Personal Finance

Credit or Debit? That has been the question in light of developments in debit cards and increasing interest rates for credit cards. Personally, I would recommend using debit cards for individuals who are big spenders and dislike making lump sum payments and credit cards for those who can keep track of their spending activities and are able to payoff their loans on time. For those who are in the habit of paying off their credit every month, it is recommended to treat your credit card as if it was a debit card since you can use your transactions to gain either reward points or cashback depending on the card.

Interest rates and debt would not be an issue for these types of consumers unlike those who tend to just make the minimum monthly payments and become in debt for life. Originally credit card companies used cashback and rewards to lure consumers into joining and later getting them into their debt through monthly payments. However, consumers are getting smarter and are now able to both gain their promised rewards and remain debt-free, forcing companies to either cancel their reward programmes or reduce the amount of benefits.

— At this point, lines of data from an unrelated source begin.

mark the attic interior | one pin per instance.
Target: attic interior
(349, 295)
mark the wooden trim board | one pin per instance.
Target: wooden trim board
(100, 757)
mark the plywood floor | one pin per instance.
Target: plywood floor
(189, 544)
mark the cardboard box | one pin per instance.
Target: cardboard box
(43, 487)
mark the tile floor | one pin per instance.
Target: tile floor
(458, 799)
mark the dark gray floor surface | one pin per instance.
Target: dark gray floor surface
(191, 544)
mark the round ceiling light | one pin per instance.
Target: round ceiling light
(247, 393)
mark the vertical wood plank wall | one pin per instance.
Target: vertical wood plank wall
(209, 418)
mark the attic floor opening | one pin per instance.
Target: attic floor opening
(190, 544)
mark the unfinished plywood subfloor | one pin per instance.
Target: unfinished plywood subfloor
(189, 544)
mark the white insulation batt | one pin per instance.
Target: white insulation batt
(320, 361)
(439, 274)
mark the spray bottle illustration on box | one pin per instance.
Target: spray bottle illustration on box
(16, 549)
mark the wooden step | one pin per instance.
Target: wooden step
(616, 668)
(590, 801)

Now this brings me to some bad news as I have learned Citi Dividends will be cutting back their cashback to just 2% now from the 5% that got me to join in the first place. In addition, I learned that American Express Blue will only provide cashback checks after accumulating at least $6.5K worth of spending (this seems impossible as I am not a big spender). On the other hand Visa Rewards uses a point system that makes you think you would be better off buying the item instead of accumulating Visa Points for it. Oddly enough, Visa now allows for Debit Cards to be eligible to enroll in their reward programme. On another note, I learned that it is generally better to have an inactive, open credit account instead of closing them since that will leave a poor record on the credit report and hamper one’s FICO score. Also, it is generally recommended to have at least one VISA, one MastarCard and one AmericanExpress if possible but don’t bother with Discover, Diners’ Club or JCB.

An excellent programme to easily track one’s net worth and transactions is www.yodlee.com, which aggregates all your available assets and liabilities into one user-friendly interface. From this website, I was able to figure out my spending patterns, net worth, transaction history and figured out how to properly budget for the next two months. It also consolidates news feeds, emails as well.